When drilling in shallow formations, it is common practice to use seawater as the drilling fluid and to use viscosified pills of polymerized brine to ensure effective hole cleaning. However, where the potential for shallow-water flows occur, weighted brines of the required density are used to limit brine and uncemented sand influx to the wellbore because this can compromise well and subsea template integrity. When drilling salt sections riserless, there is a concern that the undersaturated brine or seawater drilling fluid will cause severe enlargement within the salt because it is leached (dissolved) by the less saline fluid. This has led to shallow salt sections being drilled with either salt-saturated or high-salinity, water-based drilling fluids, with returns being taken to the seabed.
There are several disadvantages with this current salt-drilling practice. Because of the large hole diameters being drilled (28- and 24-in. diameters are typical at the depths that salt is often encountered), high circulation rates of up to 1,000 gpm (23.8 bbl/min) are often used. The ROP is also slowed using weighted, high-salinity brine drilling fluids; 20 to 30 ft/hr is not uncommon in these instances. Under these conditions, a 1,000-ft-long hole section in salt, drilled riserless, would discharge approximately 50,000 bbl of drilling fluid onto the seafloor. Also, there are cost implications of adopting this drilling strategy. The cost of the weighted brine alone that is lost when drilling riserless could be in excess of U.S. $500,000. If ROPs were increased by a factor of three, then a similar amount of additional savings could be realized by drilling the well faster with the use of expensive "fifth-generation" deepwater drilling rigs. There is a significant cost benefit, therefore, in identifying alternative drilling fluids when drilling salt sections riserless.

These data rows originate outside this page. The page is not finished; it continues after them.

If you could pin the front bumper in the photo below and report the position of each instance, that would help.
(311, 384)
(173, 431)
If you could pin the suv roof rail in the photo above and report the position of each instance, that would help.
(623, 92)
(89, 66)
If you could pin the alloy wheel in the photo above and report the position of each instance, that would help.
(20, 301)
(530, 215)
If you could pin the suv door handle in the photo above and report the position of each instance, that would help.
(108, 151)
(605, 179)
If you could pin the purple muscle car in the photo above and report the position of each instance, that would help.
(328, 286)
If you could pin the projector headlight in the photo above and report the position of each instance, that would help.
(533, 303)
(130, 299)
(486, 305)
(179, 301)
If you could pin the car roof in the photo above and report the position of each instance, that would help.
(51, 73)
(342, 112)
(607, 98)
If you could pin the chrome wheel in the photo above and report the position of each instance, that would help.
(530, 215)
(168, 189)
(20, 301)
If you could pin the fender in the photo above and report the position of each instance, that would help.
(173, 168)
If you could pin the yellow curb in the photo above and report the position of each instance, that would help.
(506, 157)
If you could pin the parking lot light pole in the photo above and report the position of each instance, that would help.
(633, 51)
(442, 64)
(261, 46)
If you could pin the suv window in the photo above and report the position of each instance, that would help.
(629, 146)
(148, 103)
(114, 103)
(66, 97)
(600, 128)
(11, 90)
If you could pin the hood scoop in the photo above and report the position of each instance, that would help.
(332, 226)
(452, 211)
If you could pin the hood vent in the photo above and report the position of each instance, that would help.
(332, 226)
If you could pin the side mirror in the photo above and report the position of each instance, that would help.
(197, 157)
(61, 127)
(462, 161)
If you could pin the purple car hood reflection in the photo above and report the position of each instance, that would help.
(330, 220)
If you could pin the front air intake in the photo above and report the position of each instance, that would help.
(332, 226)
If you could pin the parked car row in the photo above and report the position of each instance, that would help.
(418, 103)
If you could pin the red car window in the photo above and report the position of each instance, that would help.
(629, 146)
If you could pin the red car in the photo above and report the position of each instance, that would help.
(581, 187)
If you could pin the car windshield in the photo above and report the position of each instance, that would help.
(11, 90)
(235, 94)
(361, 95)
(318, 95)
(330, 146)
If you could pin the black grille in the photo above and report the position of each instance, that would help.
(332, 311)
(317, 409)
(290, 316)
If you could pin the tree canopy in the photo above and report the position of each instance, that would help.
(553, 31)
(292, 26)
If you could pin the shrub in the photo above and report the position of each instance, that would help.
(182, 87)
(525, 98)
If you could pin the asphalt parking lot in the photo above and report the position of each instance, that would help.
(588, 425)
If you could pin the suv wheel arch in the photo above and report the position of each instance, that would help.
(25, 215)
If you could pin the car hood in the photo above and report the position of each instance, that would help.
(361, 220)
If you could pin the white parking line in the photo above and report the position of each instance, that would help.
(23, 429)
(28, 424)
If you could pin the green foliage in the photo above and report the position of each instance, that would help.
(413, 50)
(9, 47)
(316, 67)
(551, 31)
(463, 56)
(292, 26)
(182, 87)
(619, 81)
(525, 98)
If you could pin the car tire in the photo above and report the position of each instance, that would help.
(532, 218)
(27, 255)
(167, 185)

The cheapest of these is seawater.
Review of Salt Drilling Experiences
The most recent compilation of GOM salt drilling experiences has been that of Whitfill et al., 1 "Drilling Salt-Effect of Drilling Fluid on Penetration Rate and Hole Size." This paper, published in 2002, covered several aspects of drilling salt, including drilling with undersaturated brine and the use of undersaturated sweeps.
They reported that field experimentation into the use of low-viscosity undersaturated sweeps while drilling salt with an otherwise saturated water-based drilling-fluid system resulted in a doubling of the ROP. While drilling with a tricone bit in a 17-in. borehole, two 100-bbl seawater sweeps viscosified with 0.75 lbm per barrel (ppb) Xanthan gum were pumped. These temporarily increased the ROP from a nominal 25 ft/hr to 60 ft/hr and 49 ft/hr, respectively. Later, 500-bbl sweeps were pumped; these were weighted to 11.2 ppg and contained dispersants and salt to a chloride level of 150,000 parts per million (ppm). Typical temporary increases in ROP were from 21 to 41 ft/hr; 30 to 59 ft/hr; 15 to 20 ft/hr; and 51 to 91 ft/hr. This experience indicates that significant increases in ROP are achievable when drilling with seawater.